Lorsque le Professeur Boisgard lui a proposé d’intégrer son service, Guillaume Villatte a perçu que ce serait le lieu où il pourrait exercer au mieux sa spécialisation, voire même une hyperspécialisation. « Cela m’a offert la chance de pouvoir toucher du doigt la recherche et l’enseignement. Je ne voulais pas m’ennuyer ni avoir un quotidien répétitif. Ici, il m’est possible de garder l’esprit ouvert et rester touche-à-tout. Mon activité de spécialiste est conjuguée à d’autres disciplines. Notamment en tant que membre de sociétés savantes et directeur médical associé de l’Ostéobanque » précise-t-il. Un argument supplémentaire convaincant 🙂

Son rôle au sein de l’Ostéobanque

C’est durant son internat au CHU de Clermont-Ferrand, que Guillaume Villatte avait eu connaissance de l’activité de l’Ostéobanque. Dont l’action était localisée uniquement, à l’époque, autour des os et têtes fémorales. Encouragée par ses fondateurs, l’association s’inscrivait pourtant déjà dans la construction historique des Banques de Tissus.
En 2013, un changement d’orientation s’opère au sein de l’Ostéobanque. La direction souhaite se diriger vers des tissus massifs -dits osseux et mous-, ligamentaires et méniscaux, engageant ainsi une mutation complète de la façon d’appréhender cette Banque de Tissus. Les greffes de l’appareil locomoteur, en France, étaient alors ultra dominées par les petits fragments osseux. Ces fragments étaient issus de têtes fémorales prélevées sur des donneurs vivants ayant subi une prothèse totale de hanche.

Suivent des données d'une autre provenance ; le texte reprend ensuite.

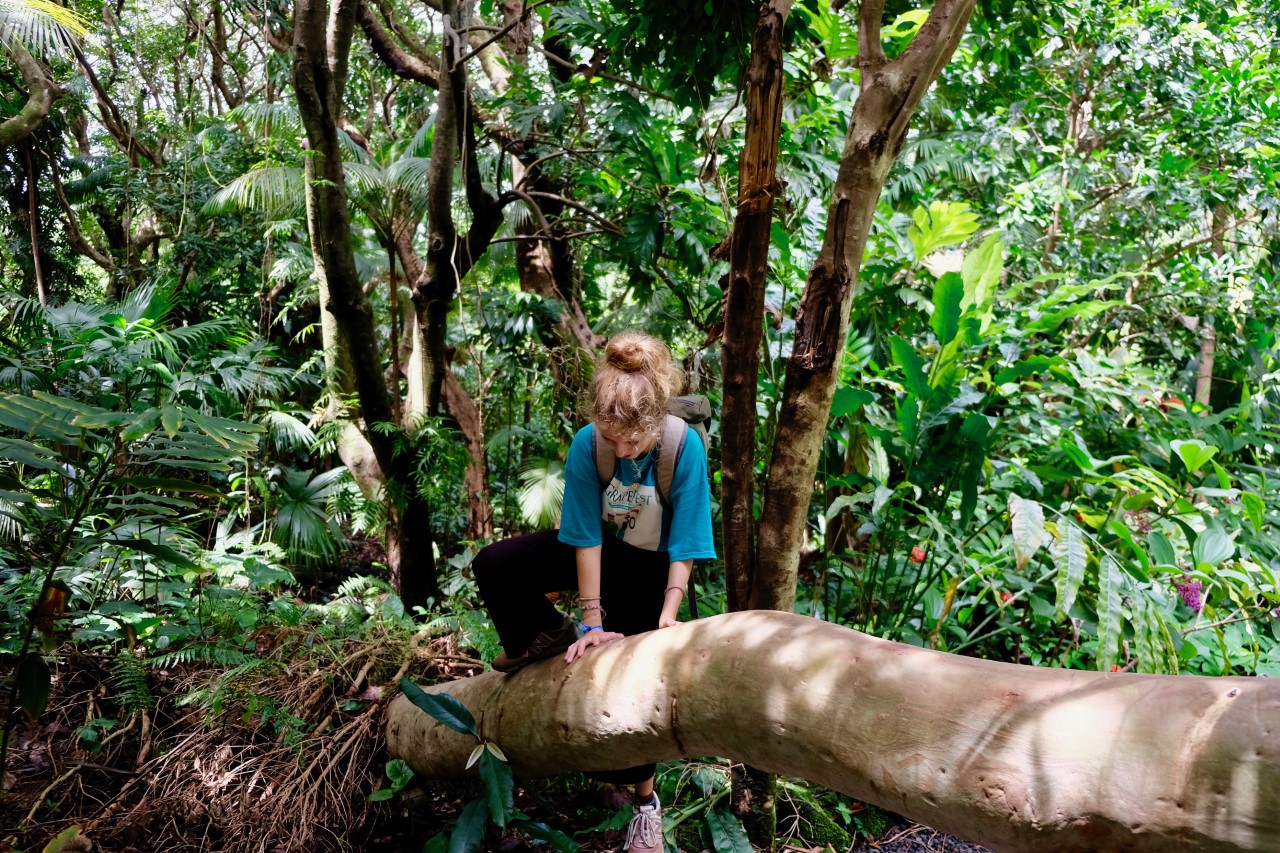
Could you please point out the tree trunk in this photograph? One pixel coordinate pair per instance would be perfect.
(321, 44)
(744, 302)
(886, 101)
(744, 316)
(1014, 757)
(40, 99)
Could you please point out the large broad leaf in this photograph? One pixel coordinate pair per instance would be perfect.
(557, 840)
(1193, 452)
(1028, 523)
(498, 785)
(1161, 550)
(1212, 546)
(1070, 555)
(1110, 612)
(727, 833)
(913, 368)
(981, 273)
(160, 551)
(469, 834)
(942, 224)
(442, 706)
(946, 308)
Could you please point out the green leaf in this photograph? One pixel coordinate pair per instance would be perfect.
(1025, 368)
(981, 273)
(1138, 551)
(1072, 555)
(170, 420)
(442, 706)
(727, 833)
(1193, 452)
(160, 551)
(1255, 510)
(141, 425)
(849, 400)
(469, 834)
(906, 410)
(499, 787)
(938, 226)
(946, 308)
(1110, 616)
(33, 682)
(1028, 524)
(557, 840)
(913, 368)
(1161, 550)
(1212, 546)
(63, 839)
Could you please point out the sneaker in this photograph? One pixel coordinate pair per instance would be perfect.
(545, 644)
(644, 831)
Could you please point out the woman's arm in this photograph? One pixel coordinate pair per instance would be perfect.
(677, 582)
(589, 591)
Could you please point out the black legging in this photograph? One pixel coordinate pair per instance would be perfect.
(516, 574)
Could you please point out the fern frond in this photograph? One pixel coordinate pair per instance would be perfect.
(129, 679)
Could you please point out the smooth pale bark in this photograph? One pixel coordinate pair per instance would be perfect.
(887, 99)
(1014, 757)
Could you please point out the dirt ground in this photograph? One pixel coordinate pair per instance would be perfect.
(273, 758)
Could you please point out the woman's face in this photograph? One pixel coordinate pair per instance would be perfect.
(625, 445)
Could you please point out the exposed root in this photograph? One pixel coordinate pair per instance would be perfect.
(277, 755)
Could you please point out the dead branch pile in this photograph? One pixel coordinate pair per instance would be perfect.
(275, 753)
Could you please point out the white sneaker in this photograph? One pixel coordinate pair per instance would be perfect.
(644, 831)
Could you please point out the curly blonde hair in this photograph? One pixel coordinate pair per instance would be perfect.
(634, 378)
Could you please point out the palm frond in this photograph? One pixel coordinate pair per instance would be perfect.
(270, 190)
(40, 26)
(287, 432)
(263, 118)
(542, 491)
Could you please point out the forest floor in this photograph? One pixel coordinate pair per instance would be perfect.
(280, 753)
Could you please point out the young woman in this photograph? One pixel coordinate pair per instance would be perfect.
(626, 548)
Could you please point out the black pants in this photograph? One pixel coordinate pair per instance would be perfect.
(516, 574)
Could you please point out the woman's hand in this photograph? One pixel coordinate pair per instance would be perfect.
(589, 641)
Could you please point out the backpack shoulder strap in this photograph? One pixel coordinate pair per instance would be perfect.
(672, 445)
(604, 459)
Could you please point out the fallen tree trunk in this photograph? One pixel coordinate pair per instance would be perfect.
(1014, 757)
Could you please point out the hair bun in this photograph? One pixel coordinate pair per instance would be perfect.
(627, 355)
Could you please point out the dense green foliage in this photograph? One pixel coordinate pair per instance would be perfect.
(1055, 438)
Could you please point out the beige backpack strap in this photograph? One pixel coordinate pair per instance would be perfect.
(604, 457)
(670, 447)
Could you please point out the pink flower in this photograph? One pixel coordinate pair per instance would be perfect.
(1191, 589)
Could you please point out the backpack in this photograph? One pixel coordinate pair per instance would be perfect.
(682, 413)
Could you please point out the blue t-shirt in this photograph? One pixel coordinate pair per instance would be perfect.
(629, 506)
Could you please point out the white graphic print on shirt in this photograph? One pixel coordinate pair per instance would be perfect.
(632, 514)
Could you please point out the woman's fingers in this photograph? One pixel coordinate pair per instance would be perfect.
(588, 641)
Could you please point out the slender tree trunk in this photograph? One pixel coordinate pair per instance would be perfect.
(744, 302)
(754, 790)
(886, 101)
(321, 44)
(1014, 757)
(40, 99)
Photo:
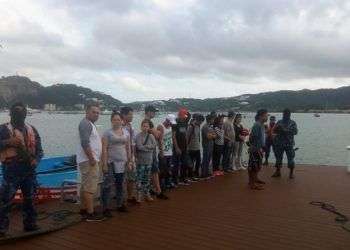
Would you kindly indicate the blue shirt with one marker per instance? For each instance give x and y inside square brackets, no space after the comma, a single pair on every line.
[257,137]
[5,135]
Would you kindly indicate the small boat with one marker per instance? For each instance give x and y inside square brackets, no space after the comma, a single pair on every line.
[51,174]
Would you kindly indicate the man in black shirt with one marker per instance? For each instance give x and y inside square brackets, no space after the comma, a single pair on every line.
[181,158]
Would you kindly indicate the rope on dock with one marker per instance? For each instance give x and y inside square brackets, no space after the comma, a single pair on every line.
[340,218]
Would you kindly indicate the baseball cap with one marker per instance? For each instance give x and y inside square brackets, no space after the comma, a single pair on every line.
[183,113]
[231,113]
[151,108]
[171,118]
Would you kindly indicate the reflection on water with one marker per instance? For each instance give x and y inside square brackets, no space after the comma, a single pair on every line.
[321,140]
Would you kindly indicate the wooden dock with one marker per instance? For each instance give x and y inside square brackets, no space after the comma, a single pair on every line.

L’Ostéobanque va dès lors franchir un pas fondateur vers une toute autre sphère : celle du don d’organe au sens large et, notamment, avec des donneurs en instance de décès. « L’éthique change, tout comme le contexte. Les capacités des tissus vont être différentes, tant en volume qu’en qualité ou diversité. On a même presque changé de domaine en proposant beaucoup plus de solutions à nos chirurgiens utilisateurs. Notre mission va au-delà du prélèvement » résume le Docteur Villatte.

Et maintenant ?

Aujourd’hui, l’Ostéobanque évolue dans un domaine de pointe dans lequel les exigences règlementaires sont à leur paroxysme. « Nous sommes, de fait, leaders sur ce sujet, car personne n’a cette capacité, voire cette volonté, à développer le projet à l’échelle nationale. Historiquement, il arrivait à certains CHU de prélever des tissus lors un Don d’Organes, pour une greffe sur un autre patient du centre. C’était généralement géré par leur Etablissement Français du Sang Français de référence ». L’EFS dispose, en effet, d’un droit de gérance sur les tissus de l’appareil locomoteur. Mais n’a aucune vocation à les distribuer. Ce point est fondamental pour Guillaume Villatte car « parfois, les centres prélevaient mais ne les utilisaient pas par la suite. Par conséquent, le service n’était pas optimisé ».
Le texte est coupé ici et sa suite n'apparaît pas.